Valer más que el mundo

Tres monumentos funerarios de una extrema belleza –el Doncel de Sigüenza, en Sigüenza; el obispo Tostado en Ávila, y el Inquisidor del Corro en San Vicente de la Barquera– siguen dejando perplejos a quienes los miran, porque aquellos muertos leen; no están durmiendo, velan. Y como si recibieran a sus visitantes, ciertamente, en su estancia de estudio, llena de un apacible silencio y quietud; y, entonces, esperamos que alcen los ojos del libro para comenzar una conversación.

Nos parece, en efecto, que hemos sido recibidos en su cámara como parecen hacerlo el San Jerónimo de Durero o el San Agustín de Botticelli, o que estamos ante el Vives de los «Diálogos Latinos», envuelto ya en su capa de velar a la caída del día; a la luz crepuscular que Leonardo aconsejaba como la más favorable para la pintura, y, en realidad, lo han sabido todos los pintores, y, por eso, han hecho luz de candela o de hoguera. Como en la vida, en las horas de la confidencia, la oración, el amor, la calentura, ése es el tiempo de guardar las cosas en nuestros adentros.

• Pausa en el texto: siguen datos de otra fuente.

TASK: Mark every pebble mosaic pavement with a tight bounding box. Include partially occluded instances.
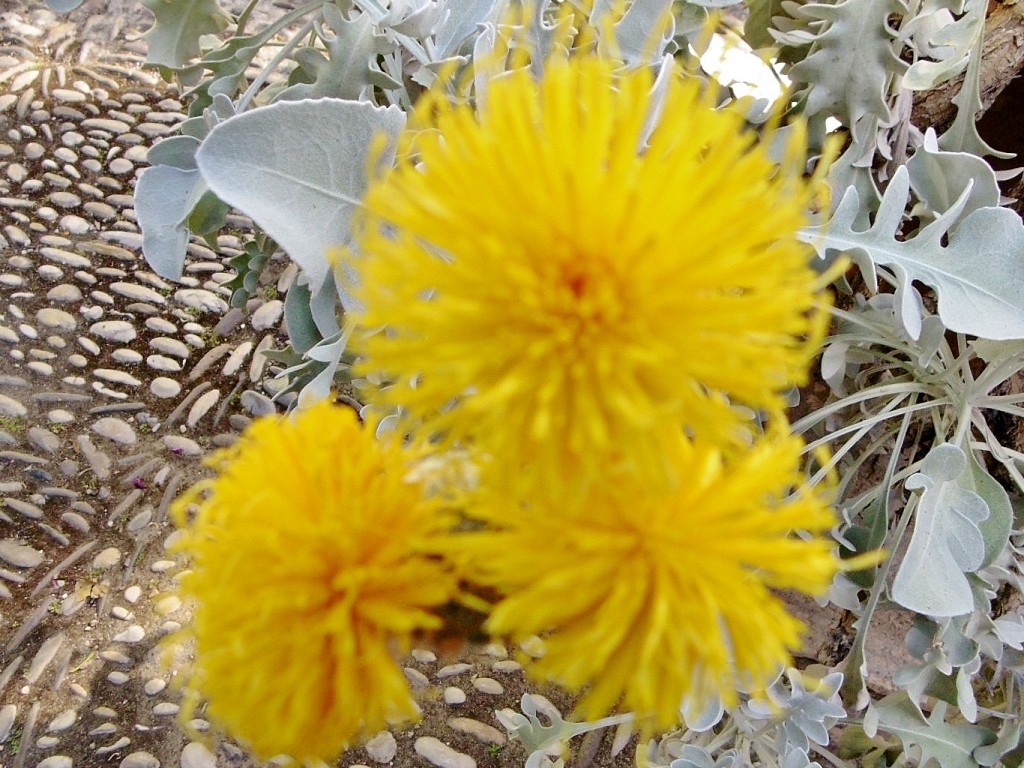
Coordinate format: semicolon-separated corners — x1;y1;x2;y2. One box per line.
0;1;633;768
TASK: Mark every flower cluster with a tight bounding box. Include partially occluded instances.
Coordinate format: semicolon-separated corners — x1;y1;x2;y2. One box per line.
178;54;838;759
355;55;837;727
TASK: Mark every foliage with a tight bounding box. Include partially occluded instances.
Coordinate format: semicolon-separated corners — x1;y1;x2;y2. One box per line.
48;0;1024;768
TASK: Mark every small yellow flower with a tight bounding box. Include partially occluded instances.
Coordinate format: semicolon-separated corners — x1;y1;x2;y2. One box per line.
174;403;456;762
354;55;825;499
460;435;840;730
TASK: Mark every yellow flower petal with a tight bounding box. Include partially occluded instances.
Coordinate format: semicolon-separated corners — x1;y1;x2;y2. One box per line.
456;435;841;729
354;55;823;499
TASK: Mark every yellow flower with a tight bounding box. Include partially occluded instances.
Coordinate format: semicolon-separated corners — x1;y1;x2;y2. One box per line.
175;403;456;762
354;55;825;489
461;435;840;730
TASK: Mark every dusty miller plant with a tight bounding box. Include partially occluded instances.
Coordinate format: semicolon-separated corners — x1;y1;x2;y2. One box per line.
48;0;1024;768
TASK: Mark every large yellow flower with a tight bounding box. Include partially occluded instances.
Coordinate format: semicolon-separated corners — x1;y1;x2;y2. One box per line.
462;435;840;730
354;55;824;490
175;404;456;761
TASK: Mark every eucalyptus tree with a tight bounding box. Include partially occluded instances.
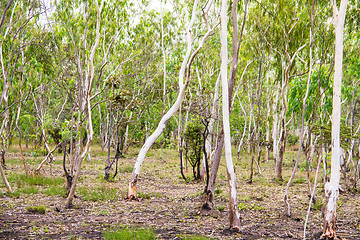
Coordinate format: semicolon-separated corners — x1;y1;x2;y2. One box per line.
127;0;217;199
322;0;348;236
202;1;247;211
53;0;104;207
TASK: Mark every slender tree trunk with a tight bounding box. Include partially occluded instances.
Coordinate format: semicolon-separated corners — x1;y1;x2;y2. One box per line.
220;0;240;231
0;150;12;193
284;0;315;217
127;0;213;199
202;1;247;210
65;0;101;208
322;0;348;239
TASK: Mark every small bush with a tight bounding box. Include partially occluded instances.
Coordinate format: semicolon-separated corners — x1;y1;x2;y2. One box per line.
103;228;155;240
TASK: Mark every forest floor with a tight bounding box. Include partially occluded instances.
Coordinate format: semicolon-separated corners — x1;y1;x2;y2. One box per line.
0;143;360;239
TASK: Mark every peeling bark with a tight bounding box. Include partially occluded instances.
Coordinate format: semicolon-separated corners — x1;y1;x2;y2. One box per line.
321;0;348;236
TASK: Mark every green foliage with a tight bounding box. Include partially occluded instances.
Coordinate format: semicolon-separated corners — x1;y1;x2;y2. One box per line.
238;203;266;210
287;134;299;146
313;123;360;149
26;205;46;214
103;228;155;240
183;118;203;179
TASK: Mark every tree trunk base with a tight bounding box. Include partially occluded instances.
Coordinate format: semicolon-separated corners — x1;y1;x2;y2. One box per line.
125;178;138;201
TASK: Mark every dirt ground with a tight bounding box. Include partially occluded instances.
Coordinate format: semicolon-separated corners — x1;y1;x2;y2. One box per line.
0;145;360;239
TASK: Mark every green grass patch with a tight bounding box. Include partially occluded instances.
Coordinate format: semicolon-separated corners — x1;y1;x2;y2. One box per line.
118;166;134;173
26;206;46;214
238;203;265;210
218;206;225;212
103;228;155;240
41;186;66;197
8;174;64;187
311;201;324;211
176;234;211;240
293;178;306;183
78;186;119;202
11;186;40;197
137;192;163;199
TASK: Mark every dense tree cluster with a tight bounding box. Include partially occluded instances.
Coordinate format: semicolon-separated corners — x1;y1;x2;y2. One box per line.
0;0;360;237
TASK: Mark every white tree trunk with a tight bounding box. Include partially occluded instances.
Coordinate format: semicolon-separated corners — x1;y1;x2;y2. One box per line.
220;0;240;230
272;80;280;163
65;0;105;208
0;159;12;193
322;0;348;238
127;0;214;199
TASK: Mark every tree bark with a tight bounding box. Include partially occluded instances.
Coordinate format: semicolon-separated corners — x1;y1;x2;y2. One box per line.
220;0;240;231
321;0;348;239
0;150;12;193
127;0;217;199
202;1;247;210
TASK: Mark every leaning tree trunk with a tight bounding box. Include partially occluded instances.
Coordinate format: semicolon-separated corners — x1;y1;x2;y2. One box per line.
127;0;214;199
65;0;101;208
0;150;12;193
220;0;240;230
202;1;247;210
322;0;348;239
284;0;314;217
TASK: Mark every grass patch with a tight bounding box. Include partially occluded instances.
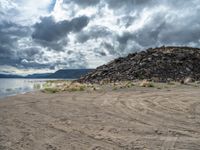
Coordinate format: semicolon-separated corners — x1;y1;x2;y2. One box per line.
139;80;155;87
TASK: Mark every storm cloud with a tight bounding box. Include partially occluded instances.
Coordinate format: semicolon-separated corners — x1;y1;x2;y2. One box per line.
0;0;200;72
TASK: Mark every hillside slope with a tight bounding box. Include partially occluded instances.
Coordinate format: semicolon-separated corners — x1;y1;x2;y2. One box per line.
78;47;200;83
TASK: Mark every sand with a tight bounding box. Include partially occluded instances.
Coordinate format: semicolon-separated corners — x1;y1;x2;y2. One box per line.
0;87;200;150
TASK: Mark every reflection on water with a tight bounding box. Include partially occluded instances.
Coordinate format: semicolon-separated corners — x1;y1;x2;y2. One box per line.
0;79;57;98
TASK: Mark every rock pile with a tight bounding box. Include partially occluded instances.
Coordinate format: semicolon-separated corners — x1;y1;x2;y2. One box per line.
78;47;200;83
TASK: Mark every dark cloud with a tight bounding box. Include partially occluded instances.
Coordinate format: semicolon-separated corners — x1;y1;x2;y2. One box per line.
32;16;89;42
0;22;30;66
63;0;100;6
32;16;89;51
77;26;112;43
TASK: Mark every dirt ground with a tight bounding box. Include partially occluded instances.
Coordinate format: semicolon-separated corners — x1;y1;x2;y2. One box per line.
0;87;200;150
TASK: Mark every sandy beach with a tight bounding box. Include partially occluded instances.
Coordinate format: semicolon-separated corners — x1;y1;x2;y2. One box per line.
0;86;200;150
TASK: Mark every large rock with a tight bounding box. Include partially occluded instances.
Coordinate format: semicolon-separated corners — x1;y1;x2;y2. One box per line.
78;47;200;83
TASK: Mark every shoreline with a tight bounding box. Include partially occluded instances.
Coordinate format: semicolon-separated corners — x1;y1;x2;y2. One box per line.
0;86;200;150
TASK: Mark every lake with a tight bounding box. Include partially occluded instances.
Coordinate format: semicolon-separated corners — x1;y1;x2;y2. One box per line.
0;78;56;99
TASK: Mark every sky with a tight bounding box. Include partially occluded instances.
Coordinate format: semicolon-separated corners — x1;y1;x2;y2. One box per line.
0;0;200;74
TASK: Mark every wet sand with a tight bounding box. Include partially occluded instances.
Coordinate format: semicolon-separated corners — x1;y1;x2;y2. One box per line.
0;87;200;150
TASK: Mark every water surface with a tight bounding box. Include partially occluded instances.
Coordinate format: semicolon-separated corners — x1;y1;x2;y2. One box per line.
0;78;54;99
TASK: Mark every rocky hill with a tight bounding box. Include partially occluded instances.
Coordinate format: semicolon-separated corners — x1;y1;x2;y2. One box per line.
78;47;200;83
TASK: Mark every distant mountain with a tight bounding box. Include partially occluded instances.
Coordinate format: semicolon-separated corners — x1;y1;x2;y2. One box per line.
25;73;53;79
0;69;93;79
0;74;23;78
48;69;94;79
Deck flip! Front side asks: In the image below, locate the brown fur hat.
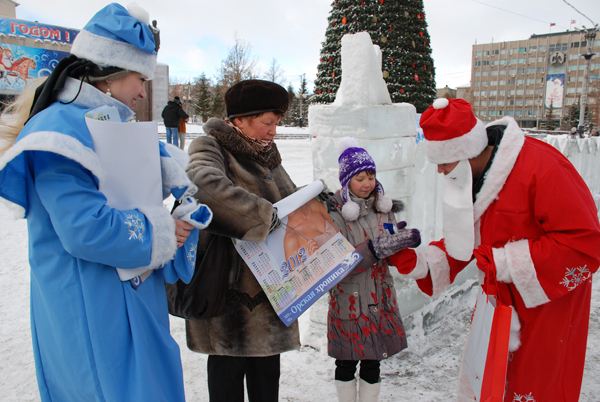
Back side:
[225,80,290,119]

¿Por eso las ropas de los muertos de la Primera Guerra Mundial y los de los «lagers» mostraban que aquellos hombres y mujeres tenían todavía donde asirse y llevaban con ellos estampas de pinturas de Georges de la Tour, poemas de Hölderlin o el Nuevo Testamento, junto a las fotografías de la madre, la esposa y los hijos o la novia? Por eso precisamente, desde luego; porque todas esas cosas producen esa luz de crepúsculo y de memoria, que es la que las hace verdaderas, y las revela.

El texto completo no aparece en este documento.